Why did you choose Rowan?
I went to Rowan College at Burlington County, and I knew a lot of my courses would automatically transfer over to Rowan, which made the financial aspect much better. I commute from home, which isn’t too far from Rowan, which makes it easier. My drive is usually around 30 to 40 minutes. I try to schedule my classes for two or three days a week, and stay on campus pretty much all day. This allows me to also work on the days when I don’t have classes.
What inspired you to choose chemistry and education?
I went into the chemistry major directly set on teaching — the end goal was to become a chemistry teacher the whole time. I studied autobody at a trade school, and I loved that, but I also had a love for chemistry and teaching in high school.
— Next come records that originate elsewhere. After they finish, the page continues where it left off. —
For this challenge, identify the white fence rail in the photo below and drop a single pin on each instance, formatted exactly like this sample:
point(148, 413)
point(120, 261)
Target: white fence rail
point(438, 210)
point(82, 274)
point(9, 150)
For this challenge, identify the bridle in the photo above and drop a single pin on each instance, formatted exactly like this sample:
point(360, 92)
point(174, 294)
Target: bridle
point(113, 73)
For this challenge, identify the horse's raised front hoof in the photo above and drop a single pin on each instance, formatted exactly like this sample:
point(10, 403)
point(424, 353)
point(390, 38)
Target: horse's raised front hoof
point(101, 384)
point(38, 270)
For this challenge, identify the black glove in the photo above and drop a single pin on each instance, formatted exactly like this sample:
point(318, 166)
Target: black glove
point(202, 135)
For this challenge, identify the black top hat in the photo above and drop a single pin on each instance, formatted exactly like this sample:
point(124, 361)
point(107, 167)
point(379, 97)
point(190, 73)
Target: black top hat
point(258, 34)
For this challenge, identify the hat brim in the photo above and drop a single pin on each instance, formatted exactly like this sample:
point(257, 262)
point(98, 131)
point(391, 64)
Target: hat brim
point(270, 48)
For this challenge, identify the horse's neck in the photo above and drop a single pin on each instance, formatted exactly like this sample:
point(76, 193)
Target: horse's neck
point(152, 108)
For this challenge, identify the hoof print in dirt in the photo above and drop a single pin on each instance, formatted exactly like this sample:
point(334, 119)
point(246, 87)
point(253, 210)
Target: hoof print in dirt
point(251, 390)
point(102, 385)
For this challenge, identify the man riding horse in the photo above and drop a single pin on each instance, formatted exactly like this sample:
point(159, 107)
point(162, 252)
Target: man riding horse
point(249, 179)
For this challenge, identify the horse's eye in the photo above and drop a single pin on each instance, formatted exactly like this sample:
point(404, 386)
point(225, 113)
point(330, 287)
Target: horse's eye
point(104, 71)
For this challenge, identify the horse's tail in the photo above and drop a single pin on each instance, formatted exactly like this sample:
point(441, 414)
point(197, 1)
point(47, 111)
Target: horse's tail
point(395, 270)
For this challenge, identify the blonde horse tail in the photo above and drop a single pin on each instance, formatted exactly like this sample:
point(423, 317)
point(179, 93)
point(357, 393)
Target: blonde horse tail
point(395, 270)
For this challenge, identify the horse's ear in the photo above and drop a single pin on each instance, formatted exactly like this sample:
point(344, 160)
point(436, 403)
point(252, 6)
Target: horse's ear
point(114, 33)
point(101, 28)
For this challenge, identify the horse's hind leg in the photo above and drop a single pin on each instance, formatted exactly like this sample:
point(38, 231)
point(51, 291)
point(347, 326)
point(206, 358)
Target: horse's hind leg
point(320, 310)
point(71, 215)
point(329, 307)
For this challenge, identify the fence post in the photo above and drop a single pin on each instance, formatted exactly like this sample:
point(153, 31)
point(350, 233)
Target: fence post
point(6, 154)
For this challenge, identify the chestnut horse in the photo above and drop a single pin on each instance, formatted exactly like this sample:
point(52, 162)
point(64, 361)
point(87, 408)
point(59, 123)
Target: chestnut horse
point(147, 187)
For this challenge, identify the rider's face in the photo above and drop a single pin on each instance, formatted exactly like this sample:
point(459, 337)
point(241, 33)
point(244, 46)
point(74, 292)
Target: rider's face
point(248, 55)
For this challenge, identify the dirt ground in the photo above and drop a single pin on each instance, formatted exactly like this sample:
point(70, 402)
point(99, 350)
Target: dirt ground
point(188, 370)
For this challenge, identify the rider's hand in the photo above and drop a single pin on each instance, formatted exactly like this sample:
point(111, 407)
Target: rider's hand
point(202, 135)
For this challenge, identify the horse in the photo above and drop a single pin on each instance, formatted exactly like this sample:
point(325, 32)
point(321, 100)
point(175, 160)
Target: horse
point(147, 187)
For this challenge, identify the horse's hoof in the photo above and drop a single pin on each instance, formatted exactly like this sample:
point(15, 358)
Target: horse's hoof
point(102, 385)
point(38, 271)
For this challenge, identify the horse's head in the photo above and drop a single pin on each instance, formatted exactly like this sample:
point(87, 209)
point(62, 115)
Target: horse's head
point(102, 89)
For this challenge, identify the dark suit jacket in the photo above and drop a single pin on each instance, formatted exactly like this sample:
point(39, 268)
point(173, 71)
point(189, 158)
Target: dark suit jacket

Teaching came naturally to me, and I thought it could be a very rewarding career.
I am in the Combined Advanced Degree Program (CADP) with a BA in science for chemistry and a master’s in education, part of the five-year program. Over the past four years, I’ve been taking chemistry courses with some education classes mixed in, and next year I’ll be student teaching as part of the requirements for my master’s degree. I’ll be student teaching at a high school with students in the class probably ranging from freshmen to seniors.
How do you think your Rowan education will benefit your student teaching experience?
What I learned at Rowan will definitely benefit me. You usually don’t get the chance to understand teaching until you’re actually in the classroom environment. A lot of my courses explain how students learn information and the most beneficial ways of teaching, and it’s all helpful information. I was talking to one of my old high school teachers, and she suggested definitely going for a master’s and gaining that student-teaching experience. It’s very helpful to have a teacher guiding you as you learn your way through navigating the classroom and its challenges.
Tell us about your favorite class in your major that might have had an impact on your studies.
I had a lot of fun chemistry classes because I just find [chemistry] interesting. A lot of them go into in-depth studies, and my professors are great. My favorite is the one I am wrapping up this semester, STEM Teaching and Research Methods. I was disappointed it was transitioned to an online format because of Covid-19, because it’s a very discussion-based class. We talk about how students learn and the things to keep in mind while teaching. It’s given me a perspective that people wouldn’t normally think about while teaching, like the way you approach a lesson, and the ways you can answer a question. I got to see the opinions of not only my professor but also my classmates.
Have you had any mentors or faculty role models to guide you?
Professors can really influence your experience as a future educator. Professor Trevor Smith is always encouraging to us as students and seems to genuinely enjoy his job. He’s passionate about his subject matter, and being in his class and seeing the way he teaches and seeing how excited he was about teaching was inspiring.
Any advice for future educators?
When you get into the higher level STEM courses, they can become pretty difficult. If you’re in the field more for the teaching side, it can seem like more work than necessary to become a teacher. But if you’re passionate and genuinely care about helping students and making an impact in their lives, it’s definitely worth it in the end. You just have to put in the work to get you there.